Why all our papers are in high impact journals and Information paper in low impact? For which we are being abused, reviewers and editors of those journals are abused. We summarized the 10 years old results in computer science, biology, materials science and physics to tell one story. So it became 73 pages long paper, who would publish that tell me? That is the reason, only one paper in the 10 years story is in low impact journal, and you all are abusing us for that. No one even asked me what do you want to tell here? What is your message. This is so painful, no one enjoys science anymore, no one is receptive, everyone wants to give judgement. after all, all science that is true today will become obsolete in the next 50 years as told by one Nature editor, still, no one wants to learn --MasaComp (talk) 23:16, 7 July 2014 (UTC)[reply]



  • Delete Agree this sounds like a hoax. But if it isn't, it is not notable in any case. As David Eppstein points out, it is very poorly cited and only in equally dubious works. Just to quote one snippet from the original paper "experimentally determined resonance chain with bandwidth 10−15 Hz..."; the period of such a resonance is about 30 million years—how long exactly did it take to make this "experimental determination"? SpinningSpark 00:34, 8 July 2014 (UTC)[reply]

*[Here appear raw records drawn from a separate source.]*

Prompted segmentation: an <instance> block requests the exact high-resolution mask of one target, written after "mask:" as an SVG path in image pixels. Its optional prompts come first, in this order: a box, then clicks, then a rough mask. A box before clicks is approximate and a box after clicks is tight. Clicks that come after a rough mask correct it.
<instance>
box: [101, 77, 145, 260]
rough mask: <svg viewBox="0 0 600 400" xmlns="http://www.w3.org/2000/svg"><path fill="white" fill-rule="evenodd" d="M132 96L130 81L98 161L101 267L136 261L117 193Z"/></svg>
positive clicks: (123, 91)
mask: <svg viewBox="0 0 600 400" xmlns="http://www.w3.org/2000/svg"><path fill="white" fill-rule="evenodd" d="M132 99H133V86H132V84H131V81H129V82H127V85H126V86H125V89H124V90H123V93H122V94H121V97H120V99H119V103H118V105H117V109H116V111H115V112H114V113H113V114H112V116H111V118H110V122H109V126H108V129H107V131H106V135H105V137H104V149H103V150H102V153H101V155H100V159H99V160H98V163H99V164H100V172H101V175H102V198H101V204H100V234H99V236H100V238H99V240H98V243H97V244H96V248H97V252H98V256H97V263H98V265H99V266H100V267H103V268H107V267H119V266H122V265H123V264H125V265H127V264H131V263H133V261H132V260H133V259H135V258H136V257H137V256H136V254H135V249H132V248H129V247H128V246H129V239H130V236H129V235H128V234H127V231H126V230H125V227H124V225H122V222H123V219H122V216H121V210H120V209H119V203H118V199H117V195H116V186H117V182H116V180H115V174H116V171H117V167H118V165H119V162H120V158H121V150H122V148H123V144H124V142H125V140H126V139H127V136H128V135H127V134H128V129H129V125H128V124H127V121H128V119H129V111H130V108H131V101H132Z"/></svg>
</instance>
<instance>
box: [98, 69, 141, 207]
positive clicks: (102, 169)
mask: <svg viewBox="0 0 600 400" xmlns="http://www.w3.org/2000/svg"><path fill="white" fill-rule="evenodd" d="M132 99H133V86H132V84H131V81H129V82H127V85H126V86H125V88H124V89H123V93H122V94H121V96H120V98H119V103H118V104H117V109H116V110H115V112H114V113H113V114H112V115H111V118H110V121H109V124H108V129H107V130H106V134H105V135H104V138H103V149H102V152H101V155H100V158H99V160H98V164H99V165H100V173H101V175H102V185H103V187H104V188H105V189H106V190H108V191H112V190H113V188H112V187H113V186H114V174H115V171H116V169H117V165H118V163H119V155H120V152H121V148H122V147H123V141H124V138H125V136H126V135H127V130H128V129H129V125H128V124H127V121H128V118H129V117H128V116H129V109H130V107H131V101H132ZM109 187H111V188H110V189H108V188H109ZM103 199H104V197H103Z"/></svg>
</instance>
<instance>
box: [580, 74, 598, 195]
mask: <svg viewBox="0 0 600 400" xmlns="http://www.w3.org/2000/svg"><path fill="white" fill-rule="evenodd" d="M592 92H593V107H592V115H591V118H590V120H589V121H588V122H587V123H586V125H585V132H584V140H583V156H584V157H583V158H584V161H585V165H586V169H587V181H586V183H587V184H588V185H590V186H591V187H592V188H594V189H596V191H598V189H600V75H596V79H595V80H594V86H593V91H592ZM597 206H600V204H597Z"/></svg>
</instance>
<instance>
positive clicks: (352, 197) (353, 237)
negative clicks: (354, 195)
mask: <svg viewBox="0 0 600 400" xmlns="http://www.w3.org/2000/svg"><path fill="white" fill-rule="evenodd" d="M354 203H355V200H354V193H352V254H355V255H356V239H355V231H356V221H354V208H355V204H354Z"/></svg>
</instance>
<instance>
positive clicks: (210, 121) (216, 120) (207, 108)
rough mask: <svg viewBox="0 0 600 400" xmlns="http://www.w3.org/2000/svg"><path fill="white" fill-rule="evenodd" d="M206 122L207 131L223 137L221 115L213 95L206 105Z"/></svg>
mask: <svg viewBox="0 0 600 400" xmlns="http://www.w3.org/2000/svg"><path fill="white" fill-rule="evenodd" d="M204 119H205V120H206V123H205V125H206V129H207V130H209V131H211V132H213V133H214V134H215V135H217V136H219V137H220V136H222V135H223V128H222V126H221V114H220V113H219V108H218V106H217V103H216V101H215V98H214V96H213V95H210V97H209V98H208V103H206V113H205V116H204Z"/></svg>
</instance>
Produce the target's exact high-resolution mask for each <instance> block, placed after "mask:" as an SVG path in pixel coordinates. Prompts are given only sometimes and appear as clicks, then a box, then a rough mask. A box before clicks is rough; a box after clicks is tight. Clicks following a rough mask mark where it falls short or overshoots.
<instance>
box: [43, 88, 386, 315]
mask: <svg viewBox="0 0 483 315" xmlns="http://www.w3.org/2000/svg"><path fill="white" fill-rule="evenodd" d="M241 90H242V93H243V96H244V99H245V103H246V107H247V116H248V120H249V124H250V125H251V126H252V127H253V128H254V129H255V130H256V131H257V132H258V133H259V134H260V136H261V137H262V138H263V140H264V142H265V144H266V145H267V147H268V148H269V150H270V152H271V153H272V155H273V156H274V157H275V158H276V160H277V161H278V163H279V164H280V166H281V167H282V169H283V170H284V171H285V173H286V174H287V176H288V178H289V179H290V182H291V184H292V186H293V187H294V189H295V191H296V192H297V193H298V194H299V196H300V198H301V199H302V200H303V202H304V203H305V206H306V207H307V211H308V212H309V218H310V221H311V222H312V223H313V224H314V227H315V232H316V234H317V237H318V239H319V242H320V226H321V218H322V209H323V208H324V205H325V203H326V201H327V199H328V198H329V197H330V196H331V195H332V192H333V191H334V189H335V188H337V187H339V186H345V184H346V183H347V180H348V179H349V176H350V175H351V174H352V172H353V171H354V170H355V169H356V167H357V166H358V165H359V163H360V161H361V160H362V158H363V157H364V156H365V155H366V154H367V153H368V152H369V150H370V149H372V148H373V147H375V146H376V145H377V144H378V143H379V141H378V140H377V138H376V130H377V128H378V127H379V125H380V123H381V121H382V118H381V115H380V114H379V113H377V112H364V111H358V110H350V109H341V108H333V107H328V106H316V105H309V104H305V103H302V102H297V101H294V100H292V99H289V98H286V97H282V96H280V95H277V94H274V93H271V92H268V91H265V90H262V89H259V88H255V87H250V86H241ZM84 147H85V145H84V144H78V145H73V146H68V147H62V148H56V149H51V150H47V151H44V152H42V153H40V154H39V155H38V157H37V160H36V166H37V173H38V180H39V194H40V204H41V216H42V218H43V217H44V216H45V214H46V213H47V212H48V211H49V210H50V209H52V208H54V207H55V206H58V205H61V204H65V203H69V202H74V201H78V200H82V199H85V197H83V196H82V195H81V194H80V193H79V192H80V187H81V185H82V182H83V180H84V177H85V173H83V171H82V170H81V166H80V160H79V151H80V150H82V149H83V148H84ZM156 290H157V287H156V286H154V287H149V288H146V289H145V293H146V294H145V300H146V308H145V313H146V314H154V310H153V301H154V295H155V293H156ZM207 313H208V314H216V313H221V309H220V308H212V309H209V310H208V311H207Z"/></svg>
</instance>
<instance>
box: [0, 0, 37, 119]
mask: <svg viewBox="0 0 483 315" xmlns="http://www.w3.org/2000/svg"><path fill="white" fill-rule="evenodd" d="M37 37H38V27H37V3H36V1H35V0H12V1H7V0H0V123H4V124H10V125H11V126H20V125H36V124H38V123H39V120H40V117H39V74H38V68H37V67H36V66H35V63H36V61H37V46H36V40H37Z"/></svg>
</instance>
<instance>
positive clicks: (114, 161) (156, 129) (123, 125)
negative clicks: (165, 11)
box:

Reply to Spinning Spark Here is the thing that you missed. I quote from the manuscript "Microhertz resolution could be measured without noise trouble. Below microhertz, large time domain data was collected and based on the slopes nano hertz to femto hertz data are produced." This you missed. There is a technology by which micro to nano hertz you can measure, but you do not need to wait for 100 years. Search a bit, please. From slope commercial machines determines the frequency in a few seconds. Also there are many other ways. Regarding notability, "AjoChhand word" seems to be problematic for everybody. What about changing it to Frequency Fractal Machine. There is nothing in the name. Also, please check the experimental papers used in AjoChhand Article and the Information paper. All associated papers tell one story, Information is a sum up paper, it is not the only one paper, why other papers are ignored? As told, there is nothing in the name. Nature Physics, PNAS together cited 60-70 times, those are part of it, those are very notable more than 60 interviews and highlights published.


  • I would like to thank the original author of the article for agreeing to use Wikipedia rules for a deletion discussion and avoiding personal attacks. You are entitled to that credit. Thank you. However, that doesn't mean that we will strike our !votes for deletion of the article. Thank you for becoming cooperative after being cautioned. Robert McClenon (talk) 00:45, 8 July 2014 (UTC)[reply]

Reply to Robert McLenon We were abused by editor in personal email, so we responded. We do not abuse. One point. It is obvious that the discussion has shifted to a point where everybody is searching for "AjoChhand Machine" which is not our concern at all. If you want we would like to change the name of the page itself, because we do not want that a simple name makes 10 years work a hoax tag. However, we do not know how to do that. Do we have to delete the page entirely, to change the name of the page? Also, we have argued above why it is that only one paper is looked into? Why intentionally all other papers are ignored. Nature Physics, PNAS together cited 60-70 times, those are part of it.